De nombreux soupçons journalistiques ont été confirmés par leur lecture, et étayés par une avalanche de données, mais aussi de nombreuses nouvelles ont été dévoilées ! Les histoires que nous avons glanées dans l’énorme masse de télégrammes diplomatiques que nous avions imprimés et qui étaient empilés sur les tables de la pièce sans fenêtre dans laquelle nous travaillions au coup par coup et en surnombre.
Bien qu’il s’agisse d’une expérience journalistique de laboratoire, avec peu d’ingrédients extérieurs, c’est l’un de mes meilleurs souvenirs professionnels.
Le 2 octobre, un petit Wikileaks a émergé à l’échelle du Maghreb.
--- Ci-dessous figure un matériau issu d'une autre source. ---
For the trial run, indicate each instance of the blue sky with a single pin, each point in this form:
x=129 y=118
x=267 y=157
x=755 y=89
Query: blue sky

Sous le profil de Chris Coleman, un tweeter anonyme a divulgué des centaines de documents et d’e-mails provenant de la diplomatie marocaine, des services de renseignement et même de l’administration de la défense marocaine. Les autorités marocaines n’ont pas démenti l’authenticité de ces fuites.
Jusqu’à présent, seule la vice-ministre marocaine des affaires étrangères, Mbarka Bouaida, a dénoncé publiquement “une opération menée par des éléments pro-Polisario avec le soutien de l’Algérie et dans l’intention d’entraver la diplomatie marocaine”. Bien que Rabat enquête, il n’a pas été en mesure de prouver cette accusation.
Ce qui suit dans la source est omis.